In seiner Augustus-Biographie versucht Nikolaos immer wieder, ein negatives Bild von Marcus Antonius zu zeichnen und dagegen Caesar und seinen Adoptivsohn Augustus positiv darzustellen. Er kritisiert die Verschwörer gegen Caesar stark und rechtfertigt die Nachfolge Caesars durch Augustus. Marcus Antonius wird zu einer zweideutigen und unrühmlichen Person, die in Wahrheit nach der Königswürde strebte. In diesem Zusammenhang wird Marcus Antonius auch unterstellt, in den Mord an Caesar verwickelt gewesen zu sein. Marcus Antonius soll gezielt durch seine Krönung Caesars zum Diktator, die dieser wohl gar nicht wollte, Hass auf den Herrscher erregt haben.

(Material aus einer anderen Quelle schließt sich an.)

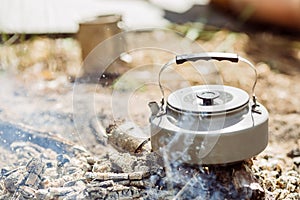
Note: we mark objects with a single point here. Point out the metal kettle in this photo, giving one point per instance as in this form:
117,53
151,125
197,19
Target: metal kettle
209,124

Nikolaos stellt in seinen Texten teilweise Behauptungen auf, die nachweislich nicht stimmen. So schreibt er etwa in seiner Augustus-Biographie, dass Caesar in seinem Testament die Vaterschaft zu Kleopatras VII. Sohn Caesarion abgestritten habe. Überhaupt trifft Nikolaos in seinen Texten immer wieder Aussagen, die deutlich machen, dass er nicht neutral zum Berichteten steht, sondern eine wertende Position einnimmt. Die Taten seines Freundes Herodes etwa stellt er sehr positiv dar und nimmt häufig eine jüdische Perspektive ein, aber auch Augustus und Caesar werden immer wieder positiv bewertet. Das mag auch daran liegen, dass er sich für den Bericht über deren Taten auf deren eigene Werke stützte, nämlich Caesars Kriegsberichte und Augustus Autobiographie, die heute verloren ist. In diesen präsentierten die Autoren sich natürlich sehr positiv. Auch wenn man aus den Texten des Nikolaos erkennen kann, dass er mehrere Quellen nutzte, ist nicht erkennbar, ob er sich mit diesen kritisch auseinandersetzte. Manchmal ließ er auch einfach widersprüchliche Aussagen nebeneinanderstehen. Außerdem setzte er bei seinen Berichten oft auf eine dramatische Erzählweise, die zwar ein unterhaltsames Werk entstehen ließ, dem Informationswert als Quelle für moderne historische Forschung aber eher abträglich ist. Obwohl Nikolaos von den erhaltenen Autoren zeitlich am nächsten an Caesar und Kleopatra war, ist sein Quellenwert zu diesen zwar grundsätzlich hoch, in seiner Darstellung und in Details jedoch durchaus fragwürdig.